Final answer:
The change in Gibbs free energy for transport required to move 1 mol of Na+ ions from the outside of the cell to the inside can be calculated using the Nernst equation. The correct answer is option A.
Step-by-step explanation:
The change in Gibbs free energy for transport required to move 1 mol of Na+ ions from the outside of the cell to the inside can be calculated using the Nernst equation:
ΔG = -nF(Ecell)
Where ΔG is the change in Gibbs free energy, n is the number of moles of electrons transferred (1 mol for Na+), F is the Faraday constant (96485 C/mol), and Ecell is the cell potential.

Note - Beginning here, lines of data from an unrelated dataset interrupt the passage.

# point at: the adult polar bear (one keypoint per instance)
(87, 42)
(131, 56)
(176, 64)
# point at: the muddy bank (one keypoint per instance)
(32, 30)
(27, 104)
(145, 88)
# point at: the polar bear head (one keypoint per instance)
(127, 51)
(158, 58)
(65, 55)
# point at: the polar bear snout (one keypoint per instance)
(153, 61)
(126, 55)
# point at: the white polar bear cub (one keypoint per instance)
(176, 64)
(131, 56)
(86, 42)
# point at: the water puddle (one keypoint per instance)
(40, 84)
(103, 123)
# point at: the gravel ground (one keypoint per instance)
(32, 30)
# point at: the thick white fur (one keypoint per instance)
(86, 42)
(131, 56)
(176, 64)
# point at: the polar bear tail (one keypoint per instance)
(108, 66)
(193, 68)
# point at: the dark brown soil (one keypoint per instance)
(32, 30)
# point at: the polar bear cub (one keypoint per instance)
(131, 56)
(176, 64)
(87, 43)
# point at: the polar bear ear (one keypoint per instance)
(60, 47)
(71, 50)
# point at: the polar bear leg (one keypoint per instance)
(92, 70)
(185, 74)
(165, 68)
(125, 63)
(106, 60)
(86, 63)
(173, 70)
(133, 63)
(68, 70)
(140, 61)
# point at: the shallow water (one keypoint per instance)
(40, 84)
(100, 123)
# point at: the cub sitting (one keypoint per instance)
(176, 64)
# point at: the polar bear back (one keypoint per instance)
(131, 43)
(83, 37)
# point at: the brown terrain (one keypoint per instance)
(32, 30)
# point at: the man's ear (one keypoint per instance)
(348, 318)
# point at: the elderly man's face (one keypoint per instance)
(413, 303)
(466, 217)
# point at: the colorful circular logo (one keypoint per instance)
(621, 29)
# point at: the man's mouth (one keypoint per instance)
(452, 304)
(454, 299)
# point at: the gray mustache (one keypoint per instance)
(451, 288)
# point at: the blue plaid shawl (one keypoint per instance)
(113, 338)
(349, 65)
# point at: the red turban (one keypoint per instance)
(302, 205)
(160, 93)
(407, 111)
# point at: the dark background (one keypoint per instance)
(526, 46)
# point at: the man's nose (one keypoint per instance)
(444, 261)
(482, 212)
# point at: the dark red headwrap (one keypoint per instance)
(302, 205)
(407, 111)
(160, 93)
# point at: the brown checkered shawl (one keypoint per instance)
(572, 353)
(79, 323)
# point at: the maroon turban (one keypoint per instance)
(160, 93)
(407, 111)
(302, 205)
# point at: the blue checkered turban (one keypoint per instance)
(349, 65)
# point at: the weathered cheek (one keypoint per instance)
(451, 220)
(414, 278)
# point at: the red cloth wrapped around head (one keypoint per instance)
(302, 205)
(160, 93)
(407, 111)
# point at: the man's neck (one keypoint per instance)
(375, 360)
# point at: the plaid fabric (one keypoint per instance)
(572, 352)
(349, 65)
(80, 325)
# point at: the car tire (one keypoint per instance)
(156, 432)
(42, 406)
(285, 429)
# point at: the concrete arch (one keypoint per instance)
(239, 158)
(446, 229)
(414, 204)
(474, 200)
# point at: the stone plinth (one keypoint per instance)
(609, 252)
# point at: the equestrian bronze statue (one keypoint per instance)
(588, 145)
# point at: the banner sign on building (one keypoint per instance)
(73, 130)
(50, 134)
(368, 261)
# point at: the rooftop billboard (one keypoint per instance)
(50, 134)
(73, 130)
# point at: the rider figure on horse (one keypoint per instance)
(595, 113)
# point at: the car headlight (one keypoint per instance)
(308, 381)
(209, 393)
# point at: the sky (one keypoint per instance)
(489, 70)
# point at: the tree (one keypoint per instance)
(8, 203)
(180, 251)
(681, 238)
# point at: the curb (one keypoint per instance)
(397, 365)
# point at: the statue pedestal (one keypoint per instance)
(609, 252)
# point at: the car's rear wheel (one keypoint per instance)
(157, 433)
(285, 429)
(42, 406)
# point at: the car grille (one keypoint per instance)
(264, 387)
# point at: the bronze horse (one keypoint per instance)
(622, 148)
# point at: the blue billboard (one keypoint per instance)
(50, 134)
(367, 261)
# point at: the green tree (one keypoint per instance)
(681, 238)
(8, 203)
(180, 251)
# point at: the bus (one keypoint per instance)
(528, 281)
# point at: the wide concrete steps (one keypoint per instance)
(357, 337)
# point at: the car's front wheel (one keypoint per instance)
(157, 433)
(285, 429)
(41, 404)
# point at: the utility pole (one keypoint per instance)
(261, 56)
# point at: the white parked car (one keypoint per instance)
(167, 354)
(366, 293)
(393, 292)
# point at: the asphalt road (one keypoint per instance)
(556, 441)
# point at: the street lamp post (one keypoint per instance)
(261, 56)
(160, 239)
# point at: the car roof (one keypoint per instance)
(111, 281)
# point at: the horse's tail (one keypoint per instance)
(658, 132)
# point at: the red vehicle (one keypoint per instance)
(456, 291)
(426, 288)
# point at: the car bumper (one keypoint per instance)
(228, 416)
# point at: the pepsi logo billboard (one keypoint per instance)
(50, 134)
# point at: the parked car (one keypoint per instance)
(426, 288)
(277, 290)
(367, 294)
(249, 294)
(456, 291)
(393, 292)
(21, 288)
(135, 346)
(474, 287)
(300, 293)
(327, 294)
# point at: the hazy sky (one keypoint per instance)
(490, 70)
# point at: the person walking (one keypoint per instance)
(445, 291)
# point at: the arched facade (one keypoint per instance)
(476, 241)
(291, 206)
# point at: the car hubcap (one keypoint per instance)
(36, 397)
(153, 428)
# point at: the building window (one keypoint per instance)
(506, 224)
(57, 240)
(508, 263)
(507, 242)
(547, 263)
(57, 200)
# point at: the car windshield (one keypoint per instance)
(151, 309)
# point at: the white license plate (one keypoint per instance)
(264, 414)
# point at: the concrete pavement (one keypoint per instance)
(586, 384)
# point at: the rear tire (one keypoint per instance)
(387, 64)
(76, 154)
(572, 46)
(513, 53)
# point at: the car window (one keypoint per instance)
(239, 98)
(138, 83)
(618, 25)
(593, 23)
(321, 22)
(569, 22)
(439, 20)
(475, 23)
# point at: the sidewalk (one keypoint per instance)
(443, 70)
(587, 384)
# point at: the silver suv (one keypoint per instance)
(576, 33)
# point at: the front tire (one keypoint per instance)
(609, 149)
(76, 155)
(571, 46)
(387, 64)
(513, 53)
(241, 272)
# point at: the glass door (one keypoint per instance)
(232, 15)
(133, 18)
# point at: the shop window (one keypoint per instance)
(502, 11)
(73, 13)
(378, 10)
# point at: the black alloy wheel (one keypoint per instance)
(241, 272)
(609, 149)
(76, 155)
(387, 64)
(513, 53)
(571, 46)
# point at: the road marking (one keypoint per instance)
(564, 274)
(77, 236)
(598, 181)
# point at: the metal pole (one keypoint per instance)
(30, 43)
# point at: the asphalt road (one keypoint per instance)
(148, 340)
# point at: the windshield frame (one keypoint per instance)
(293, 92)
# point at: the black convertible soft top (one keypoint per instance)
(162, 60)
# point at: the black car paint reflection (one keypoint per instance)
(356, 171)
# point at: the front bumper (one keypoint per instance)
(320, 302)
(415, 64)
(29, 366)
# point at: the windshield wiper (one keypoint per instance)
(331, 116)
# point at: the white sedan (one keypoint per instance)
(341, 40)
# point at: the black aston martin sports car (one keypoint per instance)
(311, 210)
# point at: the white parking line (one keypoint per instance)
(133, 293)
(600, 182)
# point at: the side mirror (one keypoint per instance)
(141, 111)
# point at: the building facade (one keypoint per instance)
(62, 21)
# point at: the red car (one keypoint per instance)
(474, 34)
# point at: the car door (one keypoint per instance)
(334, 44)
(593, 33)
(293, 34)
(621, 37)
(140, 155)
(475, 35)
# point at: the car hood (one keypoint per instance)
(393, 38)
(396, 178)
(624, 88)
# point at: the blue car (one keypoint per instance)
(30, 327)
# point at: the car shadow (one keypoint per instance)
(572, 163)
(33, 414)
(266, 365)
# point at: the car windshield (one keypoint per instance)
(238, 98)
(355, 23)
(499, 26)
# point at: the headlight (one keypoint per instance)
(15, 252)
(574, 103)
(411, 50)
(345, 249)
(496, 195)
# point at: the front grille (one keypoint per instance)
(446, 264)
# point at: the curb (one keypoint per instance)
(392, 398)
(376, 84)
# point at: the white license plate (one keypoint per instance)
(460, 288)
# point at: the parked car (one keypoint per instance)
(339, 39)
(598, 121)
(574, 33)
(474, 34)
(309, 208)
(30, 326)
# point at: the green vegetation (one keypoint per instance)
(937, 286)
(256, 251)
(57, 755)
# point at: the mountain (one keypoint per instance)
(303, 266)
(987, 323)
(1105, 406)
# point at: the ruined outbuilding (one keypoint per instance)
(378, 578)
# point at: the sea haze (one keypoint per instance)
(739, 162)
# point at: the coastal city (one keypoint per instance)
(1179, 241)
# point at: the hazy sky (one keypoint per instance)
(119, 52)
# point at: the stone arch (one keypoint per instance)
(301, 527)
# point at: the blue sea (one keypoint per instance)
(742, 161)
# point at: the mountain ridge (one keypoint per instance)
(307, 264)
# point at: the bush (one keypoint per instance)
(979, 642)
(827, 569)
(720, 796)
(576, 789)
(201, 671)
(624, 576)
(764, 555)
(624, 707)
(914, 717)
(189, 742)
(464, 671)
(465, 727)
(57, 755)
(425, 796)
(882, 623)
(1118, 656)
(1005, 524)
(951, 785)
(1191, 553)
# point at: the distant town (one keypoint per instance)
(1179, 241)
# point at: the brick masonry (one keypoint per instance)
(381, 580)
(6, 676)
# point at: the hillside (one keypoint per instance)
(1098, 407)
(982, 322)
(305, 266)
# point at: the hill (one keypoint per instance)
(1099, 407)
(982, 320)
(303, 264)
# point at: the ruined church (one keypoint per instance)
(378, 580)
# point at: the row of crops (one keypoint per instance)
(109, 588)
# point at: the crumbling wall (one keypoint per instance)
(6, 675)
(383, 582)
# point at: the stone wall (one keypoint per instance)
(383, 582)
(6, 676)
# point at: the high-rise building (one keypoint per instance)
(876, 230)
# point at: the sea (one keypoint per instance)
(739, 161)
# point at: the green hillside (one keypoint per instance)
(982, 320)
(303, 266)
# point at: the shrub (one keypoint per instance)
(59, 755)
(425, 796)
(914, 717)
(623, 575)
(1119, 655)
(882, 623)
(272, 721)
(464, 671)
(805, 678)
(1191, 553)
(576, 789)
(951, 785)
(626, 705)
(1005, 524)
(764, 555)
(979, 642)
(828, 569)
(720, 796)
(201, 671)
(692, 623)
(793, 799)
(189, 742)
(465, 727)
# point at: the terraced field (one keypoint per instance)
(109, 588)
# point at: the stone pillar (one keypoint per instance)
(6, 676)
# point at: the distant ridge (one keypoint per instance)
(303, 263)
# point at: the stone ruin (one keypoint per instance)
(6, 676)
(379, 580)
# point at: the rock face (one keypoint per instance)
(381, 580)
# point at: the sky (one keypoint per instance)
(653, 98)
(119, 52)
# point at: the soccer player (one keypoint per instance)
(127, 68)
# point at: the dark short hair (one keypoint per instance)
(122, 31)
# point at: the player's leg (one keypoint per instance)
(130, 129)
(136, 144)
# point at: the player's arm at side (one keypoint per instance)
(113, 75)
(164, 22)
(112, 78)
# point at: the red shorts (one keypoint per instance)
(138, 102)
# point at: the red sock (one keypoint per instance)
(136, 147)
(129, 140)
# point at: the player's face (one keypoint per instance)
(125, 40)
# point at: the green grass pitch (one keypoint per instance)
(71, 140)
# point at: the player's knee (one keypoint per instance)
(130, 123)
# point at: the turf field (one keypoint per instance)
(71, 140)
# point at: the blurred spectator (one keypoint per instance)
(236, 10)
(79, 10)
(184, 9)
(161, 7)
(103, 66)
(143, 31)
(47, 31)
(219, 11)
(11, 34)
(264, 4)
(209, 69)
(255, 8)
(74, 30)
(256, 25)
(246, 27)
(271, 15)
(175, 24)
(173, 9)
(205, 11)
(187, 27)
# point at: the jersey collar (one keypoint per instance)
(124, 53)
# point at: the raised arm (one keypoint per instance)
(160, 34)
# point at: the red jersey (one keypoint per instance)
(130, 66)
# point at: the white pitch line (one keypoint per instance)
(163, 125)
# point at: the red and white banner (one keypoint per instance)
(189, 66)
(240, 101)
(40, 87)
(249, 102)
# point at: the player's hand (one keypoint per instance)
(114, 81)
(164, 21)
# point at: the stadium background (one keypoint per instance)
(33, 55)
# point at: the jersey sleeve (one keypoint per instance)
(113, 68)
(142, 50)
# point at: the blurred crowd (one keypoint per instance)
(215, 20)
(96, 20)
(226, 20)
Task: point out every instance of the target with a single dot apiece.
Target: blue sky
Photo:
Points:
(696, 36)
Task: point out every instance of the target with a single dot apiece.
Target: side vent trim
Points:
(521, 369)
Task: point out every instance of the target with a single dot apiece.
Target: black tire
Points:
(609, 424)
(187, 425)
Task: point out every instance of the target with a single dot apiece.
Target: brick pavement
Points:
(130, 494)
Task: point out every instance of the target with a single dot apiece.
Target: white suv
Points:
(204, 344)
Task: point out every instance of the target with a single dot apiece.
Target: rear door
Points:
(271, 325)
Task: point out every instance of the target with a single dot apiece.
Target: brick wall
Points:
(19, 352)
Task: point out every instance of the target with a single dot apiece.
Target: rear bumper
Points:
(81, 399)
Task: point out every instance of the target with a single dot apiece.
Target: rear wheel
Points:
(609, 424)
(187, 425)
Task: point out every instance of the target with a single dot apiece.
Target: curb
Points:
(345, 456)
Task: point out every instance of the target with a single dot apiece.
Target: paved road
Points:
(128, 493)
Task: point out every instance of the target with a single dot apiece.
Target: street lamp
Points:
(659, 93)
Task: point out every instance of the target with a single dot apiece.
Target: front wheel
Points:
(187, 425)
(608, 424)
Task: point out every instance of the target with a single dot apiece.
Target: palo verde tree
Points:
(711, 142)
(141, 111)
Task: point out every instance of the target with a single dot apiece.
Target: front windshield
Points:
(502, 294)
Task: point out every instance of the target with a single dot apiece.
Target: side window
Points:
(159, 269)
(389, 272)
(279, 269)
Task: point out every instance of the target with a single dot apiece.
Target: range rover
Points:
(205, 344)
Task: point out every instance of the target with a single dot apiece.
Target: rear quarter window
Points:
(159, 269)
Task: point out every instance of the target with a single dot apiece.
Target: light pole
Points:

First, convert the concentration of Na+ ions from mM to M:
[Na+] outside = 3.9 mM = 3.9 × 10⁻³ M
[Na+] inside = 83 mM = 83 × 10⁻³ M
Next, convert the temperature from degrees Celsius to Kelvin:
T = 37°C = 310 K
Now, calculate the cell potential:
Ecell = -17 mV = -17 × 10⁻³ V
Substituting the values into the equation:
ΔG = -1 × 96485 C/mol × (310 K) × (-17 × 10⁻³ V)
ΔG = 6240 J·mol⁻¹
Therefore, the change in Gibbs free energy for transport required to move 1 mol of Na+ ions is 6240 J·mol⁻¹. Therefore, the correct answer is option A.